Indeed, the murder has roused even some of the kingdom’s usual supporters in Congress to threaten to cut off support for the vicious Saudi intervention in the Yemeni civil war, and any nuclear arrangement will presumably have to overcome more than the usual timid opposition to Washington’s coziness with Riyadh. Another potential obstacle to any nuclear arrangement seems likely to be the findings of the Trump-Russia investigation, which various commentators have reported will be devastating for Donald Trump and members of his family.
Thus, for the moment, it would seem the question in that headline probably is moot. Which is a good thing since providing the Saudi autocracy nuclear capability without restrictions or inspections is a clear violation of Article III of the Nuclear nonProliferation Treaty. Not that this matters to Trump. Since he doesn’t think much of most international agreements and frequently has declared he can make better ones, it’s a bit of a surprise that he hasn’t already announced the United States is pulling out of the 50-year-old NPT. But then maybe he’s never heard of it.

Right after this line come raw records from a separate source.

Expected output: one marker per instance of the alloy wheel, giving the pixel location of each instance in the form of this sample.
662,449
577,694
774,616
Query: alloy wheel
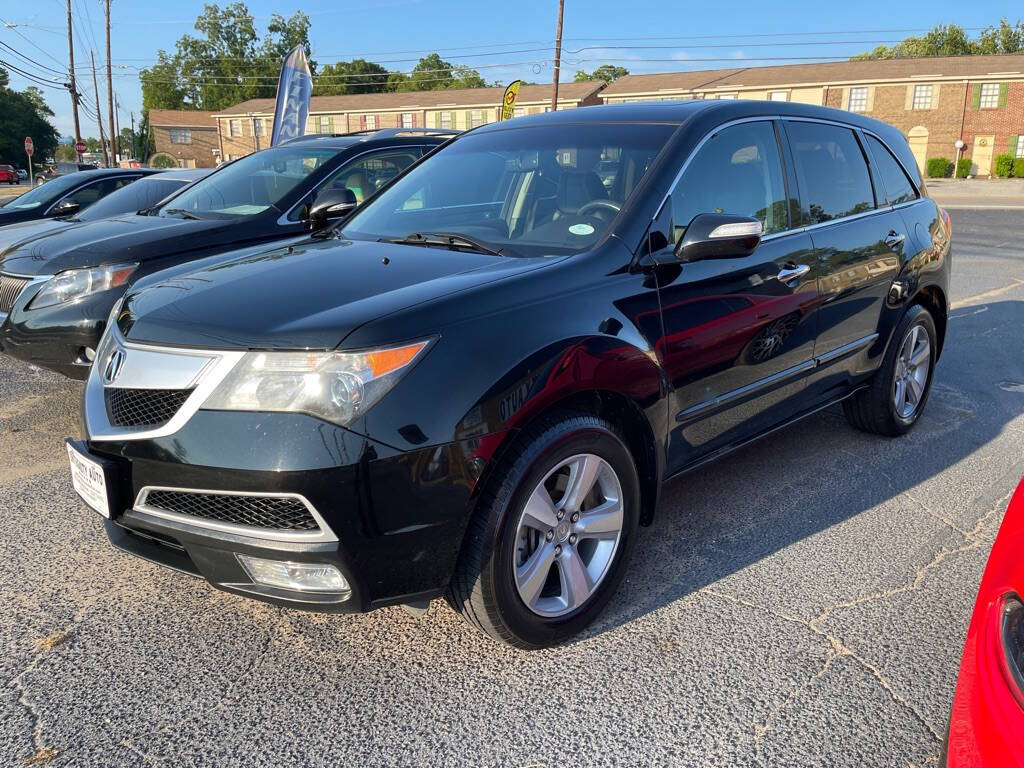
567,536
912,369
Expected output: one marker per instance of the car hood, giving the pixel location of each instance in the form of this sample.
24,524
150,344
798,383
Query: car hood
307,296
126,238
22,233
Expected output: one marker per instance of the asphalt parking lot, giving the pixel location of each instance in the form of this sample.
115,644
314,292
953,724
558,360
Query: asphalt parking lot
802,602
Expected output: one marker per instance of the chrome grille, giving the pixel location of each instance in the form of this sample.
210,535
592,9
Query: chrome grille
142,408
274,512
10,289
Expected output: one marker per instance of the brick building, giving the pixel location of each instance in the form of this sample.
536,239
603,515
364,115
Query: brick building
935,101
246,127
186,135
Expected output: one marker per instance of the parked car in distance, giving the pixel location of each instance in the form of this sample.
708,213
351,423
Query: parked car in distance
66,196
140,195
478,387
986,728
57,291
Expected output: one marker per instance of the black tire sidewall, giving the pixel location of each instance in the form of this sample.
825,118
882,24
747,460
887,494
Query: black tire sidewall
918,315
528,627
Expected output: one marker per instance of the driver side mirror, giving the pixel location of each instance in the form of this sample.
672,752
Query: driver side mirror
719,236
331,205
67,208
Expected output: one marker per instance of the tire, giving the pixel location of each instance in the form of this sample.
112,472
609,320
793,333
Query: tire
488,587
875,410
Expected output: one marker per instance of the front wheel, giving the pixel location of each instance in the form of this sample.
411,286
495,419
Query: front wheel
896,397
551,534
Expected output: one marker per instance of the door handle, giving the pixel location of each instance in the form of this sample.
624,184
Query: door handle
894,239
788,273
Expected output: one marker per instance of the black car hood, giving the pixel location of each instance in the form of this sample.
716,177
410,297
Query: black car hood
309,296
121,239
22,233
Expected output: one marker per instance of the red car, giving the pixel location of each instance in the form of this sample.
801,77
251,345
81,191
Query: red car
987,723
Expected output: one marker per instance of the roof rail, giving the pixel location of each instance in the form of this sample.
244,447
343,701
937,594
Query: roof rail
379,133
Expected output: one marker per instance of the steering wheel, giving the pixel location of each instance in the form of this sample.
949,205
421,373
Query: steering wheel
596,206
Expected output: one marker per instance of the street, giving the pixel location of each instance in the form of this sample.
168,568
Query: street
802,602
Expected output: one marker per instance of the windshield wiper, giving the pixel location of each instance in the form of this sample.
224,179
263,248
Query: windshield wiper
182,213
445,240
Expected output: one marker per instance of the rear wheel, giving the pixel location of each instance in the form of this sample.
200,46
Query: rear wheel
551,535
894,401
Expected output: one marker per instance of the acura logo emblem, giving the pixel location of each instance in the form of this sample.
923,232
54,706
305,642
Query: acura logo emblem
114,366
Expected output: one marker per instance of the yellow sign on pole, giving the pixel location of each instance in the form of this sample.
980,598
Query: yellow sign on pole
508,100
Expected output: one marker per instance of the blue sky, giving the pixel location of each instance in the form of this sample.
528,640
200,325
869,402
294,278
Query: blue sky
502,41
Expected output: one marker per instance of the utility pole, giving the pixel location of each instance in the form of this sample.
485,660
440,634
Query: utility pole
71,71
110,85
99,114
117,126
558,56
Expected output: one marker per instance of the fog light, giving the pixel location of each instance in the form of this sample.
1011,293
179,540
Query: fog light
300,577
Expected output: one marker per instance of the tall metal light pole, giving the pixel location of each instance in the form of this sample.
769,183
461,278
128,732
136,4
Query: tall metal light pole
110,87
558,56
71,72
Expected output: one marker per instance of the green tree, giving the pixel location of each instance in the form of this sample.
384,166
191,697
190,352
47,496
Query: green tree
432,73
951,40
66,153
20,116
357,76
607,73
226,62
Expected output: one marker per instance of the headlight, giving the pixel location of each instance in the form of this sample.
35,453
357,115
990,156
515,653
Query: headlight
334,386
74,284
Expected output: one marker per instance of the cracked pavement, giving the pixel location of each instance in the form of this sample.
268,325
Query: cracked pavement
802,602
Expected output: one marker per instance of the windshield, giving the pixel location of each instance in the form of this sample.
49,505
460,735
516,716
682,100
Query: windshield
252,184
530,192
138,195
44,194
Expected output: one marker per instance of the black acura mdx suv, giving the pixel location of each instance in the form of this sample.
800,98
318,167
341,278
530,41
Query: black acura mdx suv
476,386
57,290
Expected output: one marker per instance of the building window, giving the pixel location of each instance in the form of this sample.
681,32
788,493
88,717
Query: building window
989,96
922,97
858,99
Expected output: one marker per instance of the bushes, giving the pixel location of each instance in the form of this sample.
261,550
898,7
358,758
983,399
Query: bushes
939,167
1004,165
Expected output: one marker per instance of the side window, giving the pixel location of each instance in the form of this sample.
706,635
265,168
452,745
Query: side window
365,175
89,194
736,171
830,170
898,186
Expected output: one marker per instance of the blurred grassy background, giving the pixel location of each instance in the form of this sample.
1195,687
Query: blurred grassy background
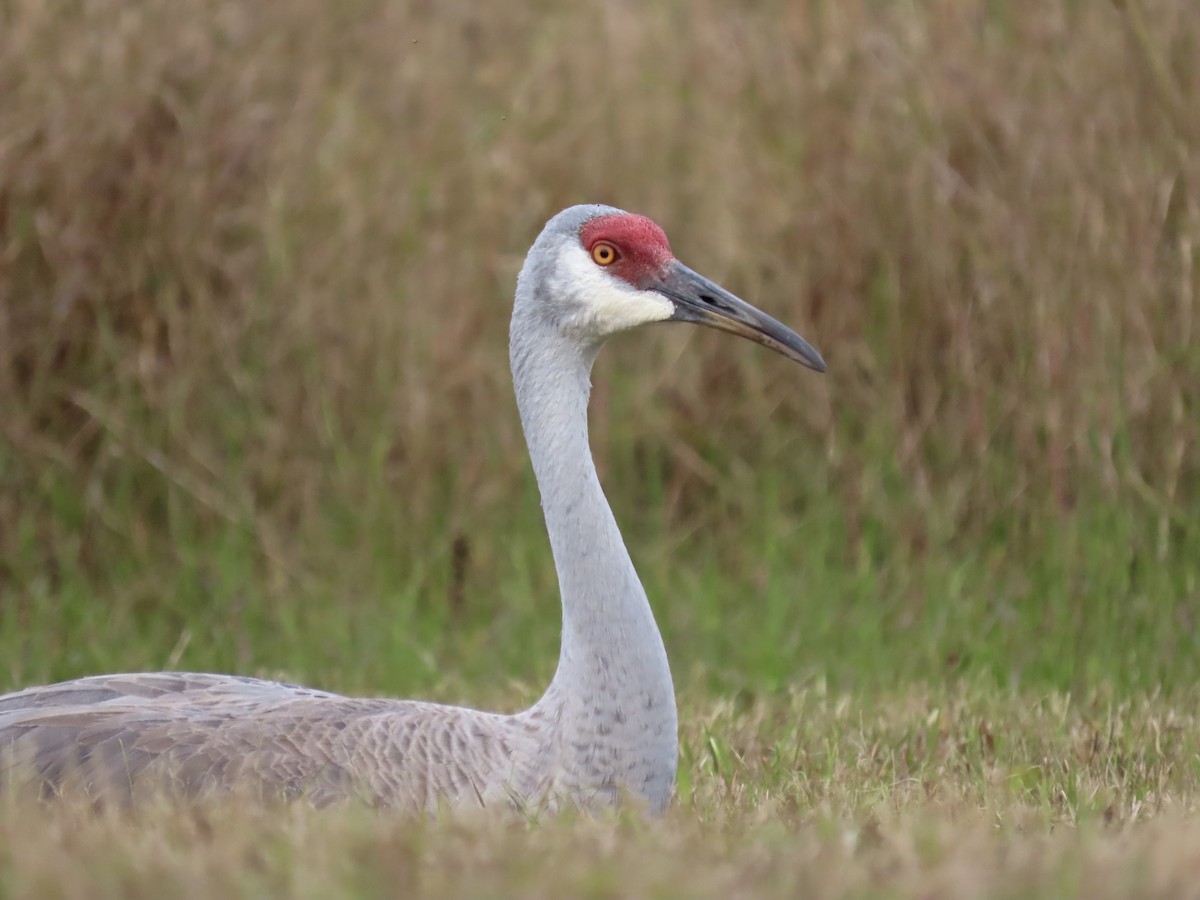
256,268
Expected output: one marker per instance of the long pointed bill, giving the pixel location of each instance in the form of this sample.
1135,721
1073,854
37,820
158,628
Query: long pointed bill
696,299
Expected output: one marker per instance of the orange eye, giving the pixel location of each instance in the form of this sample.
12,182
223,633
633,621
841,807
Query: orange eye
604,253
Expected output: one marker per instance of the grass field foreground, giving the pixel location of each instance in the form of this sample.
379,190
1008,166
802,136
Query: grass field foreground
933,617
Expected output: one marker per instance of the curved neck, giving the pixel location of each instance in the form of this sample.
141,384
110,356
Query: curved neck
612,663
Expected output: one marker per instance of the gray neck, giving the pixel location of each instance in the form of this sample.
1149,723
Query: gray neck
612,689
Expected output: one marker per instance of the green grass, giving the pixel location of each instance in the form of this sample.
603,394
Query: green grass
931,617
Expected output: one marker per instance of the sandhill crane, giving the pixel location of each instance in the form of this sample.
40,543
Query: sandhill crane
605,727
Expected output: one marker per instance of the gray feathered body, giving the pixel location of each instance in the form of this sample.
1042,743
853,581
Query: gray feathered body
605,727
121,737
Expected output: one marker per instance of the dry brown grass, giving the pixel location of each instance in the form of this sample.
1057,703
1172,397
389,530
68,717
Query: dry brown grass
1054,798
256,267
244,244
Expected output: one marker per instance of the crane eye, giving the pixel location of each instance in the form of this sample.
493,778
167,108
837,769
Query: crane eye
604,253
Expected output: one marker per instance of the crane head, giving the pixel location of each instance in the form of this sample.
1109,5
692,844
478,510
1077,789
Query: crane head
605,270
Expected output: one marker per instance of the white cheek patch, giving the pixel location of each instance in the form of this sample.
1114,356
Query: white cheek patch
601,304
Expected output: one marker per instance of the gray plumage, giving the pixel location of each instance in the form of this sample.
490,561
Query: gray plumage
606,725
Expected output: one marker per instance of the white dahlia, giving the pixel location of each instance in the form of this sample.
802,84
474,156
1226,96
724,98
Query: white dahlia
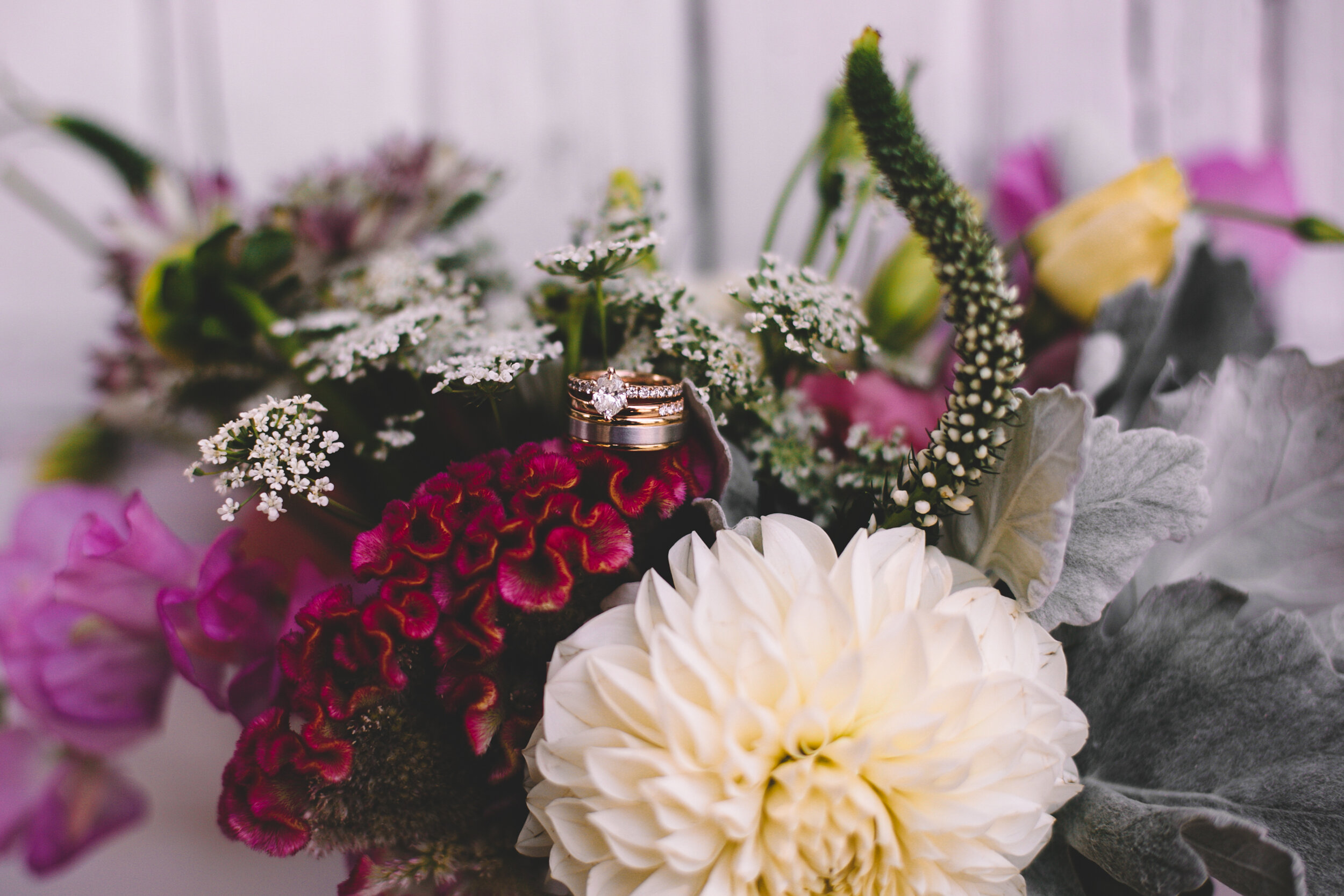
780,722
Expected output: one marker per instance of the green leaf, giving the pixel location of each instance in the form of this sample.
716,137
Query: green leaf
265,253
1019,524
1237,725
133,166
1275,432
1141,486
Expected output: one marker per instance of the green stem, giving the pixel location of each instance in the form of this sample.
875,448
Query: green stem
350,515
819,230
789,186
499,421
861,199
601,316
1241,213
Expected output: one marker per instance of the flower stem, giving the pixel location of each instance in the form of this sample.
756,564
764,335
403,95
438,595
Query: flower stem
499,421
1241,213
789,186
601,316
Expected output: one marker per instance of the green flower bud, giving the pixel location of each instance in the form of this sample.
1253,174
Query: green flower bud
1318,230
904,300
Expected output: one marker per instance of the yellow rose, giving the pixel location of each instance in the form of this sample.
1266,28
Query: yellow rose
1106,240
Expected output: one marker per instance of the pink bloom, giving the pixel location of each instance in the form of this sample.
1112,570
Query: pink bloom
55,812
78,629
1264,184
878,401
226,628
1025,187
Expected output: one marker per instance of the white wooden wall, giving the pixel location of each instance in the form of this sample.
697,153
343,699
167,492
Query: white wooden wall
558,93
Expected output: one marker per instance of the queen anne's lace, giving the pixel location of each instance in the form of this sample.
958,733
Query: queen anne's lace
811,312
781,722
270,448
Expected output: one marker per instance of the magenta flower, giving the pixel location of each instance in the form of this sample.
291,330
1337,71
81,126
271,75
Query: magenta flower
1025,187
878,401
225,629
222,634
1264,184
55,805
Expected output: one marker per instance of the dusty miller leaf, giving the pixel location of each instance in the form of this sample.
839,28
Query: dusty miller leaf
1238,719
1275,431
1019,523
1140,488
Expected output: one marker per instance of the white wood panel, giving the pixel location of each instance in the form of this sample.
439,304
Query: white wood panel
560,93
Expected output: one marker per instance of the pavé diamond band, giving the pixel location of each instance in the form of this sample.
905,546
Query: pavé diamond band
624,409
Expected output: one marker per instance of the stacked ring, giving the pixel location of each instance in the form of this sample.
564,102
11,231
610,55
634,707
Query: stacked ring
625,410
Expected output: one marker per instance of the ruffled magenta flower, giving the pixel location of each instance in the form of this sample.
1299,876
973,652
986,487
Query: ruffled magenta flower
1264,184
55,806
880,402
479,574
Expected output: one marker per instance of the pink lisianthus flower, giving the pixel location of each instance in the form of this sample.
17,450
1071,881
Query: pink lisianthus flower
78,629
878,401
222,633
55,804
1262,184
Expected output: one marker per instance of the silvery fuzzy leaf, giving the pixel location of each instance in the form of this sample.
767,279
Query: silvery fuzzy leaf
1213,313
700,428
1275,431
1140,488
1019,523
1168,843
1240,719
1129,316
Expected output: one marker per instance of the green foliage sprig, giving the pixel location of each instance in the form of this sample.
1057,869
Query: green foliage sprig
980,305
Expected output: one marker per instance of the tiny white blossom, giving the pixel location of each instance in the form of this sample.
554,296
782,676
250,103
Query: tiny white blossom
272,505
276,444
811,312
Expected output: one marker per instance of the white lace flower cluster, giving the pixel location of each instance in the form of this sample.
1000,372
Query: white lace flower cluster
600,259
397,308
270,448
718,359
783,722
789,451
810,311
492,359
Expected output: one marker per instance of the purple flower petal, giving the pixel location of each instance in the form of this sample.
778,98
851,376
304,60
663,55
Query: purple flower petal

Intelligence agency veteran Paul R. Pillar had an especially bullseye response last week to the Times piece. At Lobelog, he noted that some of what the Saudis seek to jettison in any nuclear deal—and which the Trump regime has been negotiating via Energy Secretary Rick Perry—are the very things included in the 2015 Joint Comprehensive Plan of Action to keep Iran from developing a nuclear weapon. That multilateral agreement, of course, is the one Trump bailed from despite the fact that Tehran has complied with every provision, according to repeated inspections by the International Atomic Energy Agency:
The Saudi regime has been making noises for several years about wanting to “get whatever Iran gets,” as if the JCPOA involved Iran getting something nuclear rather than having its nuclear program set back and restricted. A reasonable U.S. response to such talk would be to say, “All right, you can have an agreement with terms that match what is in the JCPOA.” This would mean, besides strict limits on the amount and level of uranium enrichment, a total ban on domestic reprocessing of spent reactor fuel. So, Riyadh would have to discard its dreams of using reactors to make its own nuclear fuel. It would mean the same sort of far-reaching inspection arrangement to which Iran is subject, including challenge inspections of non-declared facilities. And it would mean no assistance from the United States in the form of reactor sales or other help in developing a nuclear program. Saudi Arabia would not “get” anything nuclear from the United States because under the JCPOA Iran didn’t get anything nuclear from the United States either.
In addition, to match Iran’s experience, Saudi Arabia would be subject to punishing economic sanctions until and unless it agreed to all these terms. Or, to be totally consistent with the Trump administration’s policy toward Iran, Saudi Arabia would be subject to punishing economic sanctions even if it did agree to and observe those terms. But this is merely one of the most blatant ways in which the administration’s policies toward the region have been inconsistent and hypocritical.
The last thing the Middle East needs, or that the world needs, is another nation with nuclear weapons capability. Any White House effort now or in the future to make that a possibility should be pulverized by Congress.